Hobblethwaite v. Batturs

The opinion of the Court was delivered by

Stroud, J.

It was decided in Ogden v. Saunders, 12 Wheat. 213, that “a bankrupt or insolvent law of any state, which discharges both the person of the debtor and his future acquisitions of property, is not a law impairing the obligation of contracts, so far as respects debts contracted subsequent to the passage of such law, and between citizens of such state; but that as against creditors, citizens of other states, it is invalid as to all contracts.” And, therefore, that, “ a certificate of discharge, under such a law, cannot be pleaded in bar of an action brought by a citizen of another stale, in the courts of the United States, or of any other state than that where the discharge was obtained.” In Boyle v. Zacharie, 6 Peters 348, 643, it was declared by the court, that the principles established in Ogden v. Saunders were no longer open to controversy, but were to be deemed final and conclusive. Now although the general insolvent law of Maryland, under which the defendant obtained his discharge, was passed long anterior to the contract between the parties, yet, at the time of the contract, and also of the discharge, and when the present action was instituted, the plaintiffs were subjects of Great Britain, and not citizens of Maryland. It is plain, therefore, that the discharge pleaded in this court can be no bar to the recovery of judgment on the case stated.

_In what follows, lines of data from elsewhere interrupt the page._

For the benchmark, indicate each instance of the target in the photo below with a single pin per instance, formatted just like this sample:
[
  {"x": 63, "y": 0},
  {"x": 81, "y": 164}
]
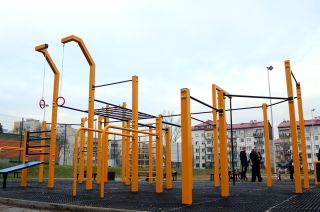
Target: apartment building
[
  {"x": 312, "y": 132},
  {"x": 247, "y": 135}
]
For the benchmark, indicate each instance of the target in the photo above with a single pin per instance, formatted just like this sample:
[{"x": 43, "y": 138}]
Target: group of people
[
  {"x": 255, "y": 160},
  {"x": 284, "y": 166}
]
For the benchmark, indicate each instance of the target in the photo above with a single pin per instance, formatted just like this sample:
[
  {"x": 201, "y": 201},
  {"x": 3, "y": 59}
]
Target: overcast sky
[{"x": 169, "y": 44}]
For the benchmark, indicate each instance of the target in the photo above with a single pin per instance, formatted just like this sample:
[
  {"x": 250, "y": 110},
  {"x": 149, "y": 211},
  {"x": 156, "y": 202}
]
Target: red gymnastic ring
[
  {"x": 42, "y": 103},
  {"x": 63, "y": 101}
]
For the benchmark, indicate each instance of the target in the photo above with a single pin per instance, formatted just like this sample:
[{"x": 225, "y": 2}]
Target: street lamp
[
  {"x": 269, "y": 68},
  {"x": 311, "y": 136}
]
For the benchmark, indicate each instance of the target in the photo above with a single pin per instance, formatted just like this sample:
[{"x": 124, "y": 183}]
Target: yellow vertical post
[
  {"x": 215, "y": 138},
  {"x": 99, "y": 149},
  {"x": 159, "y": 155},
  {"x": 104, "y": 163},
  {"x": 293, "y": 129},
  {"x": 134, "y": 146},
  {"x": 168, "y": 159},
  {"x": 81, "y": 162},
  {"x": 24, "y": 172},
  {"x": 53, "y": 134},
  {"x": 123, "y": 146},
  {"x": 267, "y": 145},
  {"x": 128, "y": 167},
  {"x": 186, "y": 143},
  {"x": 106, "y": 148},
  {"x": 43, "y": 142},
  {"x": 302, "y": 139},
  {"x": 90, "y": 104},
  {"x": 150, "y": 174},
  {"x": 223, "y": 146}
]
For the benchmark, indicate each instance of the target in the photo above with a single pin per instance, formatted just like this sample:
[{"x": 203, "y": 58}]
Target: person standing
[
  {"x": 244, "y": 164},
  {"x": 255, "y": 159}
]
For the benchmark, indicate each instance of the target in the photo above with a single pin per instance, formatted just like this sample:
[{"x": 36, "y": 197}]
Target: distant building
[
  {"x": 247, "y": 135},
  {"x": 312, "y": 132}
]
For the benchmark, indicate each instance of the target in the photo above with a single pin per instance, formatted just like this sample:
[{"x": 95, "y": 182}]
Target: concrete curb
[{"x": 54, "y": 206}]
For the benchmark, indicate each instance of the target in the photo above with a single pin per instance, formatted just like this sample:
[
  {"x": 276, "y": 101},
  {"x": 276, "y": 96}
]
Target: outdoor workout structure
[
  {"x": 218, "y": 94},
  {"x": 131, "y": 130}
]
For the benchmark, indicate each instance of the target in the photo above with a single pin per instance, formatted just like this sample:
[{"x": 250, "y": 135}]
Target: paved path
[{"x": 244, "y": 196}]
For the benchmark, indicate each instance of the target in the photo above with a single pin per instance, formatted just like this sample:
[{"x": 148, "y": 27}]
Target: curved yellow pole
[
  {"x": 43, "y": 49},
  {"x": 293, "y": 129},
  {"x": 90, "y": 104},
  {"x": 266, "y": 144}
]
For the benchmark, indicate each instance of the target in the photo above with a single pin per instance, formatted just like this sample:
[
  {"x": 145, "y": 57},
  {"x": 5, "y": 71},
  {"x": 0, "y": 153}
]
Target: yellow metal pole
[
  {"x": 106, "y": 154},
  {"x": 90, "y": 104},
  {"x": 150, "y": 157},
  {"x": 293, "y": 129},
  {"x": 43, "y": 49},
  {"x": 42, "y": 143},
  {"x": 81, "y": 162},
  {"x": 24, "y": 172},
  {"x": 186, "y": 143},
  {"x": 168, "y": 159},
  {"x": 223, "y": 146},
  {"x": 159, "y": 155},
  {"x": 134, "y": 146},
  {"x": 215, "y": 138},
  {"x": 100, "y": 119},
  {"x": 128, "y": 167},
  {"x": 267, "y": 145},
  {"x": 302, "y": 139},
  {"x": 123, "y": 146}
]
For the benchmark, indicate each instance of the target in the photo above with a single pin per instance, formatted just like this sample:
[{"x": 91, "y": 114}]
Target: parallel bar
[
  {"x": 114, "y": 83},
  {"x": 201, "y": 121},
  {"x": 71, "y": 108},
  {"x": 203, "y": 103},
  {"x": 256, "y": 97}
]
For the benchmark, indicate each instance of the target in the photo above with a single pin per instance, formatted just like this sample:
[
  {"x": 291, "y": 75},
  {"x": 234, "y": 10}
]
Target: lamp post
[
  {"x": 311, "y": 137},
  {"x": 270, "y": 68}
]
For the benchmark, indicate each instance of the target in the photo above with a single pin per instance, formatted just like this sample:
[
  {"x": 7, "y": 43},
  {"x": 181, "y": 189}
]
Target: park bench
[{"x": 8, "y": 170}]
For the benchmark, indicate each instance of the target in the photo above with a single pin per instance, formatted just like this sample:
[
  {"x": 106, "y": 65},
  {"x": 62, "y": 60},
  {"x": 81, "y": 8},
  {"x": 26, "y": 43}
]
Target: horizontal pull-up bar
[
  {"x": 44, "y": 131},
  {"x": 203, "y": 103},
  {"x": 244, "y": 108},
  {"x": 294, "y": 78},
  {"x": 114, "y": 83},
  {"x": 256, "y": 97},
  {"x": 75, "y": 109},
  {"x": 201, "y": 121}
]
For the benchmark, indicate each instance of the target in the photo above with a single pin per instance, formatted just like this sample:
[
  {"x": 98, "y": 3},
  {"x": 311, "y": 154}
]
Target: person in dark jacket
[
  {"x": 255, "y": 159},
  {"x": 244, "y": 164}
]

It was objected, on the argument, to this view of the case, that the judgment obtained in the circuit court of the United States, in the district of Maryland, was an extinguishment of the original contract; and that the action in this court, being founded on that judgment,, it was to be regarded as brought upon a contract made and to be enforced in Maryland. And for this Green v. Sarmiento, 3 Wash. C. C. Rep. 17, was cited.

The correctness of this deduction is not admitted. A judgment cannot be considered as a contract, in the ordinary acceptation of the term. But,, if the defendant’s conclusions were admitted, it is not perceived that the benefit which Are seeks from it would result. For although, as a general principle, it may be true, as is stated in Green v. Sarmiento, “ that the law of the country where a contract is made, is the law of the contract,, wherever performance is demanded ; and that the same law which creates the charge will be regarded, if it *85operate a discharge of the contract.” Yet the last point decided in Ogden v. Saunders denies the application of that principle to a state of facts precisely analogous to that which this concession would establish.

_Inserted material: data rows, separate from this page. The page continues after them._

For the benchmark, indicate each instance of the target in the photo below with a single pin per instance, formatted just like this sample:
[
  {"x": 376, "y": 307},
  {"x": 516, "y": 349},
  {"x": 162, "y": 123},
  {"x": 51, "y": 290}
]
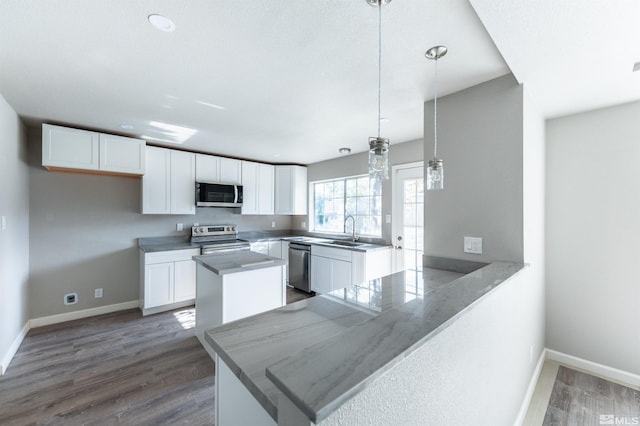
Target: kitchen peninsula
[
  {"x": 235, "y": 285},
  {"x": 318, "y": 361}
]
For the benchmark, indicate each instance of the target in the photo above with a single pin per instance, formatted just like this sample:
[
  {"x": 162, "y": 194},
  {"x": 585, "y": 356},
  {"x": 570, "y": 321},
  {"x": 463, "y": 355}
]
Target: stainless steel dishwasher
[{"x": 300, "y": 266}]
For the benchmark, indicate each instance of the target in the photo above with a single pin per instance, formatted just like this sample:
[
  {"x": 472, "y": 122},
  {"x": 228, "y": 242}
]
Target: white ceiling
[
  {"x": 571, "y": 55},
  {"x": 298, "y": 79}
]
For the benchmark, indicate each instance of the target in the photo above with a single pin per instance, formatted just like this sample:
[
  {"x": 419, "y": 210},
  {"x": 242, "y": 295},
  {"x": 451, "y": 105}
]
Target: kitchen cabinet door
[
  {"x": 230, "y": 171},
  {"x": 290, "y": 190},
  {"x": 185, "y": 280},
  {"x": 156, "y": 182},
  {"x": 275, "y": 249},
  {"x": 257, "y": 188},
  {"x": 207, "y": 168},
  {"x": 119, "y": 154},
  {"x": 70, "y": 148},
  {"x": 183, "y": 180},
  {"x": 320, "y": 274},
  {"x": 266, "y": 188},
  {"x": 285, "y": 256},
  {"x": 158, "y": 284}
]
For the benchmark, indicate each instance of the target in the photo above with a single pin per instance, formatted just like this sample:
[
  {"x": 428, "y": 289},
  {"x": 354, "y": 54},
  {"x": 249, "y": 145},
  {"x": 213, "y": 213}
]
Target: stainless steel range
[{"x": 218, "y": 239}]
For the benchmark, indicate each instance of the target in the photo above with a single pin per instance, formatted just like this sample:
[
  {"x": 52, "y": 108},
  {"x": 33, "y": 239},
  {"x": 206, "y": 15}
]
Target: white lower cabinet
[
  {"x": 168, "y": 280},
  {"x": 335, "y": 268},
  {"x": 330, "y": 268}
]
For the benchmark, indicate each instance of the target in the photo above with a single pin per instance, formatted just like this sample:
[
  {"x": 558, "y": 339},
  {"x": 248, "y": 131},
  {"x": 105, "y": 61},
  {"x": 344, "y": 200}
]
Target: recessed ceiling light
[
  {"x": 210, "y": 105},
  {"x": 162, "y": 22}
]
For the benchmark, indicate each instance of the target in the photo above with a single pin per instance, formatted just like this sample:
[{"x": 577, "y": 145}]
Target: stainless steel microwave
[{"x": 218, "y": 195}]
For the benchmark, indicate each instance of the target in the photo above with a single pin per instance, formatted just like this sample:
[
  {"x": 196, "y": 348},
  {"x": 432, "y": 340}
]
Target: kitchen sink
[{"x": 346, "y": 243}]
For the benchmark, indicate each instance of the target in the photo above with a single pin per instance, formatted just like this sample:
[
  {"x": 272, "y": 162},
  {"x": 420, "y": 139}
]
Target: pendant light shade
[
  {"x": 435, "y": 167},
  {"x": 379, "y": 158},
  {"x": 379, "y": 147}
]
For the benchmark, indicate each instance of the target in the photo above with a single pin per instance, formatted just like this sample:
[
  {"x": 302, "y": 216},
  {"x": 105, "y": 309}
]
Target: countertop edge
[
  {"x": 323, "y": 410},
  {"x": 255, "y": 391}
]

It will be observed that the judgment upon which the present action is brought, was obtained in a court of the United States, and not in a court of the state of Maryland, This relieves the case from an intimation which fell from Judge Johnson, in the opinion delivered by him on behalf of a majority of the court in Ogden v, Saunders, that when a party voluntarily and unnecessarily resorts to a state court, he should be held to have subjected his rights to the state laws, by his election, and in this manner the insolvent’s discharge be rendered a bar to any future action.

Judgment for plaintiff.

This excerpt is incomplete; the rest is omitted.